Le porc basque renaît, avec l’AOP en ligne de mire

Raphaël Lecocq

Pierre-Yves Pollet encadre 70 producteurs de porc basque au sein de l’association Aldudes

Menacé d’extinction il y a 20 ans, le porc basque pourrait bien être la première race porcine à décrocher une AOP en France. Le résultat d’un partenariat inédit entre producteurs et transformateurs.

Au début des années 90, le ministère de l’Agriculture déclare le porc basque en voie d’extinction. L’histoire de la race, remontant au Moyen Age, avec le roi de Navarre qui prélevait un cinquième – Kintoa en Basque - des effectifs allait-elle s’arrêter là ? Quelques éleveurs ont un sursaut d’orgueil et rassemblent les derniers spécimens dans un élevage de conservation avec le soutien de Pierre Oteiza, charcutier transformateur.

20 ans plus tard, la race est portée par plus de 70 éleveurs, 400 reproducteurs sont identifiés, 5000 porcs gambadent dans la vallée d’Aldudes. Deux nouveaux transformateurs ont rejoint l’association chargée de défendre et de promouvoir la race, quelques éleveurs transforment à la ferme et vendent en direct. 

L'AOP dans 2 ans ?

La race n’est pas seulement sauvée. Elle génère de l’activité et de la valeur ajoutée. « Le porc basque est un parfait complément aux brebis laitières, déclare Pierre-Yves Pollet, animateur de l’association Aldudes. Il valorise les sols ingrats, réclame peu de surveillance et contribue au revenu de l’exploitation à hauteur de 25 à 50 % ». L’association estime que la production pourrait doubler sans peine, les débouchés étant assurés soit en direct, soit par les transformateurs.

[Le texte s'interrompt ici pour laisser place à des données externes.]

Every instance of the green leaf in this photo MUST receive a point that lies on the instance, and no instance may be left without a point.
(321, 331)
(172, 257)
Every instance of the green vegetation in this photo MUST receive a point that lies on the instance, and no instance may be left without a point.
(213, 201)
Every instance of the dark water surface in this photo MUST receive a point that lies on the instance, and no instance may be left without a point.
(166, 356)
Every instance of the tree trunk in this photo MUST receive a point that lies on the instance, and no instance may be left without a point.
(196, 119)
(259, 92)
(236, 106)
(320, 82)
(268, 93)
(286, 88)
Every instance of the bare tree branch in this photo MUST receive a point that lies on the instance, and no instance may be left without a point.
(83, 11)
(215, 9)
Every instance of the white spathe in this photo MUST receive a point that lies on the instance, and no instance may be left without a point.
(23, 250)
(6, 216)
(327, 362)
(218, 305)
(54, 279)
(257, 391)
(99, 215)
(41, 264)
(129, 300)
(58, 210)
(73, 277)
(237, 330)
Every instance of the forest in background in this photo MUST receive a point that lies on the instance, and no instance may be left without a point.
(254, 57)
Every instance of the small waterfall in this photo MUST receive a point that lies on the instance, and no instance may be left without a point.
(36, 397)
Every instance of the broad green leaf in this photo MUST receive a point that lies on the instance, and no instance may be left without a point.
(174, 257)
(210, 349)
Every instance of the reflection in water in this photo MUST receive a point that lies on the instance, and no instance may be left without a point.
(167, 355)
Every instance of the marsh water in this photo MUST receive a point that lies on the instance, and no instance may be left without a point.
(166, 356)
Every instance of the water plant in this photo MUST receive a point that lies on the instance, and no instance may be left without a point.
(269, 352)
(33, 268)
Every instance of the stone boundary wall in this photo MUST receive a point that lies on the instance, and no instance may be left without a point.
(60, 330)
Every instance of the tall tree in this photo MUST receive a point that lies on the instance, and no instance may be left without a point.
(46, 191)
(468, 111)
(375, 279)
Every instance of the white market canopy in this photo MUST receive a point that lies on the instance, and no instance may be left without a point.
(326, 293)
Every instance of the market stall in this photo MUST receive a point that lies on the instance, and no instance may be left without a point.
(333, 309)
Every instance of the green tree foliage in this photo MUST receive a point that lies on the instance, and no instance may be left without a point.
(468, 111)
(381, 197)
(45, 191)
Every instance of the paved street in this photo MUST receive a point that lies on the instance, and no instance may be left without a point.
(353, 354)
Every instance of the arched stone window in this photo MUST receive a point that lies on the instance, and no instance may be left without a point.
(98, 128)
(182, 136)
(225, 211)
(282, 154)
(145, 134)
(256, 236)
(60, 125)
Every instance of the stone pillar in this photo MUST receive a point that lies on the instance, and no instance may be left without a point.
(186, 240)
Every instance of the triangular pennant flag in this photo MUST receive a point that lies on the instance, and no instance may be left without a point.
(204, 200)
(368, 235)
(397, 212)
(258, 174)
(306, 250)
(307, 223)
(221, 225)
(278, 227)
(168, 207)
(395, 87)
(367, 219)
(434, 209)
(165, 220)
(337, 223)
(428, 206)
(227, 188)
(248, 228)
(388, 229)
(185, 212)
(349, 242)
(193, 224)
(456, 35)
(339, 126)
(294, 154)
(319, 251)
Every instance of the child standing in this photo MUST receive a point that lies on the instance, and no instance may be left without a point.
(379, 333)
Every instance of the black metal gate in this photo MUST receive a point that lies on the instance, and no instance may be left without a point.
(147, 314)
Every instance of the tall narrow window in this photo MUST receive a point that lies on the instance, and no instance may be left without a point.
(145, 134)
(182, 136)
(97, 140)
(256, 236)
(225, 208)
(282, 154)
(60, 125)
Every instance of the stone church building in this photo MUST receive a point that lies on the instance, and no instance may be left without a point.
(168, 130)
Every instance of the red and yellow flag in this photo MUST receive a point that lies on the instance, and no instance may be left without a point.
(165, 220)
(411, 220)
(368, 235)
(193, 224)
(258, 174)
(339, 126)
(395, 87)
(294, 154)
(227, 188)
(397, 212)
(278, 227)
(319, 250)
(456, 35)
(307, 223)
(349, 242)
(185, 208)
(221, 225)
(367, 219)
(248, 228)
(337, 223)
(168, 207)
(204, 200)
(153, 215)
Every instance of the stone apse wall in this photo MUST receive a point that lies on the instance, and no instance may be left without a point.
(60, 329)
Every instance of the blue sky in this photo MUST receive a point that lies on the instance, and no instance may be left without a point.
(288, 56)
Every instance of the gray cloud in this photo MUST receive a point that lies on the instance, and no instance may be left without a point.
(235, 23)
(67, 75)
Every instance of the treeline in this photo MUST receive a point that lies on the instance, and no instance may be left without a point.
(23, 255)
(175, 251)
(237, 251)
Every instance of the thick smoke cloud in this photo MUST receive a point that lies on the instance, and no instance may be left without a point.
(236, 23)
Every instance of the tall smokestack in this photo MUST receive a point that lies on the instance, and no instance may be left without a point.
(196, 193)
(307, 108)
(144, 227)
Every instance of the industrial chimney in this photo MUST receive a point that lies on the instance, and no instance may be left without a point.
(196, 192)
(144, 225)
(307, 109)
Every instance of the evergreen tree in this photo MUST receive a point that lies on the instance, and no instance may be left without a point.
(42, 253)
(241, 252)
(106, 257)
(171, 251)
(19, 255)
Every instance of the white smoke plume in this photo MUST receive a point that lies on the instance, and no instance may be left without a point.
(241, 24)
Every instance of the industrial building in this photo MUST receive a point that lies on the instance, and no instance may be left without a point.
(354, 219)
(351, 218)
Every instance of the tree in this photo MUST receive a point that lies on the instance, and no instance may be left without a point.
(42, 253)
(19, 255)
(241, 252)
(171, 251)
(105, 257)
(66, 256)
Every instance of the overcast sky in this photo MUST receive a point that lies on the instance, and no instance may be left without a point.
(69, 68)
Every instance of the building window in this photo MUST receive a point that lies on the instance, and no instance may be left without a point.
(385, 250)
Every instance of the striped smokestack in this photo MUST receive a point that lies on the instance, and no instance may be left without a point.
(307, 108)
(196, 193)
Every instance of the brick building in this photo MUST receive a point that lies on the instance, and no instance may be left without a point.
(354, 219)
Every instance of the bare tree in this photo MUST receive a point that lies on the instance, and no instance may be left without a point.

Le porc basque est clairement un tremplin à l’installation des jeunes agriculteurs dans le département des Pyrénées Atlantiques, déjà bien placé en matière d’installation. L’association a réussi à inscrire le porc basque dans le cursus des Bac Pro délivrés dans les établissements des Pyrénées-Atlantiques. Pour couronner le tout, un dossier AOP, déposé en 2001 auprès de l’Inao, entre dans sa dernière ligne droite. « Nous avons une race de terroir historique, issue de générations et de générations d’éleveurs, élevée et affinée en plein air sur un temps long de 18 mois, marquée par l’influence des vents venus d’Espagne et de l’Océan », argumente sans relâche Pierre-Yves Pollet. Le précieux sésame pourrait être décroche d’ici à deux ans. Ce serait une première en France.